Yıl 2024… 11 yılın ardından, Öcalan şimdi “Türkiye’ye her türlü hizmete hazırım” dediğinde, bu söz bizzat Meclis’e çağrılarak bir görev yüklenmek isteniyor. Gelinen noktada, şu sorulara cevap aramak gerekiyor: YPG ve PYD yapıları ne durumda? Amerika’nın o güçleri desteklemeyi bırakacağına dair bir bilgiye sahip miyiz? Yoksa, Amerika’nın bu yapıların arkasında durmasına rağmen, YPG ve PYD’lilerin Öcalan’ın çağrısına karşılık vererek Türkiye’yi rahatsız etmeyecek bir model oluşturacaklarına mı inanılıyor? Amerika’nın Ortadoğu’daki olaylar karşısındaki tutumu ve Türkiye’deki siyasi iklim göz önüne alındığında, bunun ne gibi bir sonuca yol açacağı belirsiz.
“Öcalan projesi”nin başarılı olabilmesi için birçok faktörün bir araya gelmesi gerekiyor. Amerika’nın tutumunu değiştirmesi veya Ankara’nın Amerika’ya rağmen cesur bir operasyon kararı alması şart. Bahçeli’nin çıkışı “Öcalan açılımı” olarak değerlendiriliyor ve bu durum DEM çevreleri tarafından coşkuyla karşılanıyor. Ancak konu “Kürt sorunu”nun çok boyutlu ele alınmasına geldiğinde, Bahçeli’nin konumuyla ciddi farklılıklar ortaya çıkması kaçınılmaz. Bahçeli, meseleyi temelde “terör sorunu” olarak görmeyi tercih ediyor. Evet, Erdoğan gibi bazı bireysel sorunların çözümünde “İnsanlarımız ana dilini kullanamadılar” diyebiliyor ama “kolektif kimlik talebi” konusunda tereddütlerini açıkça dile getiriyor. Bahçeli’nin şu ifadeleri, Kürt sorunu tartışmalarındaki en kritik noktalardan birini içeriyor: “Bireysel sorunların çözümü elbette önemli, fakat kolektif kimlik ve etnik temelli bir çözüme atıf yapmak büyük bir tehlikedir.”

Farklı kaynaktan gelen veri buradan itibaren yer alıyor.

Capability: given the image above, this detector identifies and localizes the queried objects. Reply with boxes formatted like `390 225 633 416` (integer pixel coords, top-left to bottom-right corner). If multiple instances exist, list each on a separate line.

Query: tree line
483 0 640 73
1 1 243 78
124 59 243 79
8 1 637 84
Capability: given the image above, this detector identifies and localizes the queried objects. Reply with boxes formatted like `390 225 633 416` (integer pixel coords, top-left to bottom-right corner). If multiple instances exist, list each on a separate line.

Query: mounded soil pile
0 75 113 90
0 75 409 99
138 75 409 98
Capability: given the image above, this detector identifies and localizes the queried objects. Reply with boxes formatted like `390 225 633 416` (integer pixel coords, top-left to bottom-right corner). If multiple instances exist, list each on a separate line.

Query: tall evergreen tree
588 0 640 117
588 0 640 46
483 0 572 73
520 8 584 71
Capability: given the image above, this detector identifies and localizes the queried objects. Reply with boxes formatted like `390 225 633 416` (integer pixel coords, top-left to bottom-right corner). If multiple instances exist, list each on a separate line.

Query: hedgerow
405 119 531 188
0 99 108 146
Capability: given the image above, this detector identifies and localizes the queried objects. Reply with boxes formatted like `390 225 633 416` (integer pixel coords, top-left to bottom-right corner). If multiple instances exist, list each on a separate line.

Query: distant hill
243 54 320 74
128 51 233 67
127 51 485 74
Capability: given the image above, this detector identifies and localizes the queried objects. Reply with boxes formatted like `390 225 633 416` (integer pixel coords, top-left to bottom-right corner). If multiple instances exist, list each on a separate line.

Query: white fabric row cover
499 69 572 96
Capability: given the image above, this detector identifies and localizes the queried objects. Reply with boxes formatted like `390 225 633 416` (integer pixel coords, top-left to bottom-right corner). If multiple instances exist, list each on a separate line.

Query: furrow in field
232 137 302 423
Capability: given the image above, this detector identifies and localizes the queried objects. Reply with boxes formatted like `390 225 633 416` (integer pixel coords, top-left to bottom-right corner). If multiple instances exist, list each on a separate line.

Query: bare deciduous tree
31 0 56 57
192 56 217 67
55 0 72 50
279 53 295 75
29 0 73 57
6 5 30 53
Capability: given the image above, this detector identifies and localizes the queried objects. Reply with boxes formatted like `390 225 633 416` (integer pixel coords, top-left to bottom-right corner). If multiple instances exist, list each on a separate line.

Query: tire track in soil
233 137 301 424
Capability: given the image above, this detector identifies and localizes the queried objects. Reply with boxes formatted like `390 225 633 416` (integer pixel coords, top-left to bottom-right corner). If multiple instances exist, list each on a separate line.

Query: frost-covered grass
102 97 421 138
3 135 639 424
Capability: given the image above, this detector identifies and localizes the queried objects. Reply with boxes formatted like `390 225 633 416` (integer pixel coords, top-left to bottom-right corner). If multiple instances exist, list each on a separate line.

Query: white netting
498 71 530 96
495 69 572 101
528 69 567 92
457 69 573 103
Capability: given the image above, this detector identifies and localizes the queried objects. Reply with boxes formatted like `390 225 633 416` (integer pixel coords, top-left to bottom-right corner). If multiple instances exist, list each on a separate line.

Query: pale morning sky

Benzer bir sorun, genel olarak Türklerin bakış açısında “millet tanımı” noktasında karşımıza çıkıyor. Bahçeli’nin şu sözleri dikkat çekici: “Kürt kardeşlerim, gelin bir olalım, beraber olalım, aramıza girmek isteyenleri, bozgunculuk yapanları tarihin çöplüğüne gönderelim. İmanımız bir, kıblemiz bir, irademiz bir, bayrağımız bir, milletimiz bir, devletimiz bir, anımız bir, acımız bir, geleceğimiz bir, biz hep birlikte Türk milletiyiz.” Bu tür bir ortaklık ve birliktelik vurgusunun, birçok insan için “Hep birlikte Türk milletiyiz” şeklinde sonlanması doğaldır. Ancak, “Kürt sorunu”nu aynı zamanda “kimlik sorunu” olarak ele alan siyasi bilinç açısından durum tartışmanın eşiği haline geliyor. Meclis’te konu ele alındığında, DEM’lilerin “müzakere” konusundaki ısrarı kaçınılmaz. Bahçeli’nin belirlediği çerçevede tartışmaların yürütülmeyeceği açıktır; ancak bu konuların Meclis’te gündeme gelmesi Türkiye için olumlu bir adım olarak değerlendirilebilir.